Jetzt wird auch noch der Ökolöwe übermütig! „Autobahn bauen ist so was von gestern!“, titelt der Leipziger Umweltverband in seinem aktuellen, am Freitag, 30. Oktober, versandten Newsletter. „Zwischen Leipzig und Torgau soll für viele hundert Millionen Euro eine Autobahn gebaut werden und das mit Geldern für den Klimaschutz. Absurd! Heute wie damals: Ein klares Nein zur B87n!“ Dabei geht es um etwas völlig anderes. Und die Kohleausstiegsgelder haben damit eher wenig zu tun.
Auch wenn das in der erstaunlich aufgeregten Meldung des Ökolöwen ganz so klingt.

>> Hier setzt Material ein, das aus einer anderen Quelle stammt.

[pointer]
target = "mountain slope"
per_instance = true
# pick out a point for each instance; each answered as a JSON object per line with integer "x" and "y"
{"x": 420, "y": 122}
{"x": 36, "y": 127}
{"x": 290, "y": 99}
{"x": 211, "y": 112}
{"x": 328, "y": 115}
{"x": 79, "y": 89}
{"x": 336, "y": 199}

Also erst einmal die seltsame Aufregung
Der Ökolöwe im Original: „Unwiederbringliche Naturzerstörung, Verschwendung von Steuergeldern und weitreichende Versiegelung – Wir Ökolöwen haben uns von Anfang an gegen den sinnlosen Bau der B87n gestellt. Auch die Landesdirektion Sachsen hat im Jahr 2015 die Idee der neuen vierspurigen Bundesstraße von Leipzig nach Torgau verworfen. Das Raumordnungsverfahren für den Bau der B87n wurde eingestellt.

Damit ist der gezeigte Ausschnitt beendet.